Some other supplements that I believe are useful in autism include biotin, riboflavin, milk thistle, melatonin (for sleep), and prunes (for constipation).  One could write a book about treatment protocols for those with autism and a number of good books have already been written on this topic.  What appears above is a summary of an ebook that I wrote describing this protocol which is available here:  http://www.amazon.com/Autism-Getting-Biomedical-Protocol-Biochemistry-ebook/dp/B00R298YNW/.  If you have any interest, please feel to preview it on amazon.

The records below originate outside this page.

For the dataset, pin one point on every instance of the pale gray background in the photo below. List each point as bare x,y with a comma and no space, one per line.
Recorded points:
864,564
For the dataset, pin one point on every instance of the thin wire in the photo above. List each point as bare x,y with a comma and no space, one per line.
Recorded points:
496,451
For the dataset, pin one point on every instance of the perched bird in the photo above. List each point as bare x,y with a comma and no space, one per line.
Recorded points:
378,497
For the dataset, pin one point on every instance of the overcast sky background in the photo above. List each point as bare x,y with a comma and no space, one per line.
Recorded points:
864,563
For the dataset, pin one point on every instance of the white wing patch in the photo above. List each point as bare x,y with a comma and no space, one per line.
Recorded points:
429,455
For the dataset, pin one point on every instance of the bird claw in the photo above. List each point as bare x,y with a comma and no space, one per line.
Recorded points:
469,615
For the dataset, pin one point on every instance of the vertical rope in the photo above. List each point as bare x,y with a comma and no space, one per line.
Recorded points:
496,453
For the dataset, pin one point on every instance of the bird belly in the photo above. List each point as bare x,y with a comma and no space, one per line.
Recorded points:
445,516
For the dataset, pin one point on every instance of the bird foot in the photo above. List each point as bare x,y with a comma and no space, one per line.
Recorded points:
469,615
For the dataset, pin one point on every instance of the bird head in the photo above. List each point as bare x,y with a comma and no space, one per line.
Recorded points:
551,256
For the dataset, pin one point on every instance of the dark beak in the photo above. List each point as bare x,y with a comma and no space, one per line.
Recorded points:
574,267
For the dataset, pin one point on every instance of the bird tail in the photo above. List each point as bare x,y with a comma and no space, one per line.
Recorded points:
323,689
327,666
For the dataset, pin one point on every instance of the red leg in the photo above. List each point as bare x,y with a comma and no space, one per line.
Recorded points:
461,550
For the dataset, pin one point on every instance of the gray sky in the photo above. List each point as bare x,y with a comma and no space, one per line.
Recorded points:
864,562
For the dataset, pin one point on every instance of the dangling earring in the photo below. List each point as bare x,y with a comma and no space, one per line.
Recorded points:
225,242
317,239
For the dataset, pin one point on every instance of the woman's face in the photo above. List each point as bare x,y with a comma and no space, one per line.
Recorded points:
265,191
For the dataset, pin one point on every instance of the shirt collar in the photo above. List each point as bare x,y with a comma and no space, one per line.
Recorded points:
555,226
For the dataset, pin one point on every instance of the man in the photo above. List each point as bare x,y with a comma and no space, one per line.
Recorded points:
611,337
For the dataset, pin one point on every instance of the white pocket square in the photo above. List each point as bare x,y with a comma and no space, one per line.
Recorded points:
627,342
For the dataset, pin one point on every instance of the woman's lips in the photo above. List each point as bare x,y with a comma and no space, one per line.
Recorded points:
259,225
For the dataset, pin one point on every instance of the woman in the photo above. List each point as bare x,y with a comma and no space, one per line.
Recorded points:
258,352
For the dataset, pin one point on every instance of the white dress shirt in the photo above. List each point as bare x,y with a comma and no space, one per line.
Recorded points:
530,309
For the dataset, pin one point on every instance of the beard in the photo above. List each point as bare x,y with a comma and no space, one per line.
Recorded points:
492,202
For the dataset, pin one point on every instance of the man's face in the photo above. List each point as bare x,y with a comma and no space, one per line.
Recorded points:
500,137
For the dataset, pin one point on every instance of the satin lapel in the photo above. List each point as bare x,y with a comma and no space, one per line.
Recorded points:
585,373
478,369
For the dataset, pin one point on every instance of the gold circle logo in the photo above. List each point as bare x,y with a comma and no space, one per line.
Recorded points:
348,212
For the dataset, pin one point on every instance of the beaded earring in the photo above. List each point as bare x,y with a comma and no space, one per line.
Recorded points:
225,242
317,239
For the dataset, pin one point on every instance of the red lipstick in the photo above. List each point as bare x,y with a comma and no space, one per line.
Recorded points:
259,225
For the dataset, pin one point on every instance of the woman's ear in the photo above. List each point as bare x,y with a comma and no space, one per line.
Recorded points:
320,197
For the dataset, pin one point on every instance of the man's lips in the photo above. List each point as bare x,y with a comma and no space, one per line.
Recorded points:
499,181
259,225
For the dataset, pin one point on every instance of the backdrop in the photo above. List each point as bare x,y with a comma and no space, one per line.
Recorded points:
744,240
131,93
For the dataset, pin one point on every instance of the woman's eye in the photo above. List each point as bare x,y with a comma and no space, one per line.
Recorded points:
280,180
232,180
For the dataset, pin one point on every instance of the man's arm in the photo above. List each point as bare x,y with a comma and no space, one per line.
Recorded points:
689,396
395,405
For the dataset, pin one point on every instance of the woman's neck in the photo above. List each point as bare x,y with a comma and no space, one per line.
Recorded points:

In interest of full disclosure, I am not a doctor, I do not consider my son “recovered” from autism, the autism literature I have consulted as well as my own views may later be shown to be incorrect, and independent of what is true generally your child may have negative reactions to the supplements mentioned above.  I thank Peter for the opportunity to describe this protocol here and for his wonderful blog on cutting edge treatments for autism and the science behind them.  I wish you success in your efforts to improve the health of your child.